С этим парнем скоро лежа спать научишься. Не успеешь одно расхлебать, ан он уже новое на ладошке выкладывает. И сколько у него их еще за душой? Хлебать, не перехлебать. Только ложку подставляй. А ну как изловили там Охлябю? Может, и правда лучше его отпустить с Ратимиром? Не парень – тридцать три несчастья. И все из одного места. Не самог лучшего.
Но волнения его были преждевременны. Не пробежали и двух сотен шагов, как из проулка на них выбежал бэр. А следом за ним, отстав на десяток – другой шагов, Охлябя, Неждан и Гребенка. И только, когда подбежали ближе, увидели, что на спине Ягодка что-то несет. Грязное и бесформенное. И все в лохмотьях. А через лохмотья проглядывает тело. Женское. И даже не женское. Девушка, совсем подросток. Тонкая, как хворостинка. На лице и теле следы побоев.
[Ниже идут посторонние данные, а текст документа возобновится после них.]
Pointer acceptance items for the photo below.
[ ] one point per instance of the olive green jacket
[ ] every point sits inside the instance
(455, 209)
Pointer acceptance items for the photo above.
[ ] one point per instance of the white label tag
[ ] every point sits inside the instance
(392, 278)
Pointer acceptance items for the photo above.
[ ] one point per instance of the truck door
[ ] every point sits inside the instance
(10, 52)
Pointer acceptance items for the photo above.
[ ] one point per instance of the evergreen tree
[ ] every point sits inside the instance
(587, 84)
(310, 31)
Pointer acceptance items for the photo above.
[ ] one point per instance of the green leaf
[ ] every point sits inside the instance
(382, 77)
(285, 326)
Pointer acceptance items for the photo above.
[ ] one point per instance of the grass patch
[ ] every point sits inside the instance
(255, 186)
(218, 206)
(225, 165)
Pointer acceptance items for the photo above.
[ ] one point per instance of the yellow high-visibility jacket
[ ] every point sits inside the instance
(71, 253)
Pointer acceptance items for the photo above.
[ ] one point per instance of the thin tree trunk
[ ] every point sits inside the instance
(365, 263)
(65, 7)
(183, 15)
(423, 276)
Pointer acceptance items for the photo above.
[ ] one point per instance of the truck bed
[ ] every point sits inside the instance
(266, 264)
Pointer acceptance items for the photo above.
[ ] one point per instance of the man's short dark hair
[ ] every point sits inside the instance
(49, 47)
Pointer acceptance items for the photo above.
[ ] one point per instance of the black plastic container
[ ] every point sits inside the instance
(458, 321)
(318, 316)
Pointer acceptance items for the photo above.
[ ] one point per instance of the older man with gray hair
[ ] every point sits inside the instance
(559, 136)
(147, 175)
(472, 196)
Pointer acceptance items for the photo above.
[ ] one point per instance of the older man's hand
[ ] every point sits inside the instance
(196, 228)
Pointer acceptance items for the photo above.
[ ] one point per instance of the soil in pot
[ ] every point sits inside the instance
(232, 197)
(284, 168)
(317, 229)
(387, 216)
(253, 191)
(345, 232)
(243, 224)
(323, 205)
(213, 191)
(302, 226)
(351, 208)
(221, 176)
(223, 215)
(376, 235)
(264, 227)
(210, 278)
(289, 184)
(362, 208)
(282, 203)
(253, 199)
-Как прошло? – Торопливо спросил Радогор, окидывая парней беглым, острым взглядом.
-Как ты и сказал. – Хохотнул Охлябя. – Твой мохнатый приятель умеет убеждать. Но только, Радогор, ее лучше побыстрее спрятать. Зверь твой приметный, по нему догадаются, где искать.
Смур бросил взгляд на девчушку. Юное, довольно миленькое личико. В конопушках – веснянках. Таких полно и у них в городе. И стоило из – за нее было рисковать жизнью воев? Ребята молодые, горячие. Только и ждут, чтобы храбрость показать. Да и жизнью бэра тоже. Копье в умелых руках остановит и самого лютого зверя.
-Может и так, сударь воевода. – Услышал он приглушенный голос Радогора. И с удивлением посмотрел на него. Но тот в ответ уже привычно пожал плечами и виновато улыбнулся. – И вернее всего, ты прав. Но я видел, что не мог не сделать этого и послал Охлябю. И, кроме того, сударь… могу ошибиться я, но вран не ошибся еще не разу.
И улыбнулся, по юношески широко и открыто. И успокаивающе.
-Честь города не пострадает. И если мой вран решил показать мне это, думаю, у него были на то причины. А уж если совсем прижмет, город не может отвечать за безобразия лесного зверя.
Хлопнул бэра ладонью по холке.
-Беги, Ягодка к воинской избе. А ты, друг Охлябя, добудь для полонянки мужское платье. Только поторопись.
Охлябя мотнул головой, по прежнему широко улыбаясь. Приключение явно пришлось ему по душе. Как впрочем и всем остальным.
-Беги заулками. Там меньше глаз. И не в воинскую избу, а в караульную. И пускать туда никого не сметь. Голову отверну, шкуру сдеру и на ворота повешу. – Посоветовал Смур, не забыв заодно и пригрозить для убедительности.
-Я тоже пойду, воевода. Девица в беспамятстве… Ратимир?
-Нет. Радогор. Сегодня без меня у тебя забот хватит. Я на берег, с воеводой. Если только позже?
Глава 8
Ратимир появился в воинской избе, надеясь найти Радогора там, уже затемно. Один из воев, которому надо было заступать на дежурство в самую поганую стражу, не зря прозванную собачьей, поднял голову и, что – то невразумительно пробормотав, так же неопределенно махнул рукой на двери.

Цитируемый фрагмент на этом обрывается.